The second track, “Next Stop,” includes guitars which are distorted with a spiraling and wobbling effect that gives listeners the feeling that they are wandering the desert. This is the lushest track on the album, which explodes with a piano during the last third of the song before the Clavins croon, “Get outta my mind boy / You know I think about you all the time.” This lyric is pivotal in grasping the overall emotional theme in the album: love, which runs wildly throughout the tracks and shifts from being unrequited to sweet.
“Dead in Your Head” opens up with an experimental haze of clicking and repetitive vocals that may even remind the listener of some of the odder moments of Can’s “Tago Mago.” However, this album does not concern itself with experimentation. Bleached bathes the album in sweet pop melodies and they do so unashamedly. This song is filled with hooks that are radio ready, and like most of the album, the melodies are infectious and stick inside your head.

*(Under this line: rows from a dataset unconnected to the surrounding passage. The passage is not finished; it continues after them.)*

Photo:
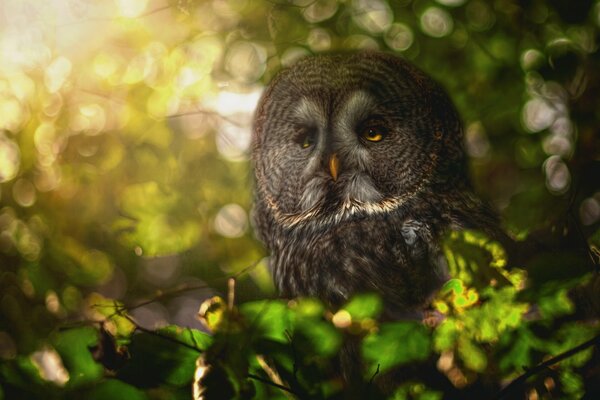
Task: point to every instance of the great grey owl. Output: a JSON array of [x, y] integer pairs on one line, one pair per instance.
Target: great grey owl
[[360, 168]]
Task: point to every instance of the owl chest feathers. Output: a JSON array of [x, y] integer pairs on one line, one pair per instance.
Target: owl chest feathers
[[387, 254]]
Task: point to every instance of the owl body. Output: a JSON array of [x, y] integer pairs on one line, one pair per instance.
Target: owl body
[[359, 168]]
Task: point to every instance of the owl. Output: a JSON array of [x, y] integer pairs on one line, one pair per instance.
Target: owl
[[360, 168]]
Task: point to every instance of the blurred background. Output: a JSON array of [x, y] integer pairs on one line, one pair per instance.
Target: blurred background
[[125, 126]]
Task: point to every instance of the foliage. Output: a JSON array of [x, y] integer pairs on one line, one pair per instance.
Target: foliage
[[125, 192]]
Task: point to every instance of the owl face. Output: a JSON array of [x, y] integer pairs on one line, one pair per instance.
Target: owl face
[[343, 136]]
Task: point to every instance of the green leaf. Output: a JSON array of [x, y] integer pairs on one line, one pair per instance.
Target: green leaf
[[472, 355], [320, 337], [267, 318], [73, 346], [396, 344]]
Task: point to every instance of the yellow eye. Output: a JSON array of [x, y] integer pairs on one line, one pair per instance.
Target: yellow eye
[[308, 141], [373, 134]]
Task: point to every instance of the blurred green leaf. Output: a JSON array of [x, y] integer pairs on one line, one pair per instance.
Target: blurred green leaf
[[74, 345], [115, 389], [396, 344], [364, 306], [166, 357]]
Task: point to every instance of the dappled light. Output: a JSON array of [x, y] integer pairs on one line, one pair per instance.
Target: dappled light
[[126, 201]]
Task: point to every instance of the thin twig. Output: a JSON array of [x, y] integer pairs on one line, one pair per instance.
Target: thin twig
[[542, 366], [271, 373], [157, 334], [268, 382]]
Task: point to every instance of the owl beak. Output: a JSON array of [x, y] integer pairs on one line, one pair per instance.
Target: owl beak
[[334, 165]]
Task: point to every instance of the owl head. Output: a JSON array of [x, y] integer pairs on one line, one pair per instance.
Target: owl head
[[344, 136]]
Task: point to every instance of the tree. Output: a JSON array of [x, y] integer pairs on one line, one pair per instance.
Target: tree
[[125, 193]]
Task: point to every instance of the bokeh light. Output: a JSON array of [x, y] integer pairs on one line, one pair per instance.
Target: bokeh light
[[436, 22], [125, 179]]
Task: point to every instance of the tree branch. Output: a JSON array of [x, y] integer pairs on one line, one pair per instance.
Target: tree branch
[[511, 387]]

“Searching Through The Past” sounds much better than the previous digital release. Midway through the song, a guitar interlude frolics with the drum and plays only a few notes before being met by another guitar, which adds a few frills, creating a more complex intermission. The Clavins’ voices then emerge, chanting “Baby won’t you please come on back to me,” before going into a self meditating repetition of “Come on back / Come on back,” which fades into the end of the track. This repetition feels almost desperate, which reminds the listener that this work has a sense of romantic melancholy in its themes.
“Guy Like You,” the second to last track, includes an acoustic guitar which is the first clear appearance of the instrument within the album. A guitar wobbles its way into the middle of the song, which gives it a surfy appeal. The addition of some clinking shell-like percussion and conga style hand drums lend an even more oceanic aura to the track.
This release brings simplicity and contagious hooks along with a coastal atmosphere to the table. “Ride Your Heart” is by all means an accessible work, and it does not stray too far away from the pop path. For those who wish to find a refreshing new look at beach punk, I suggest looking into this one.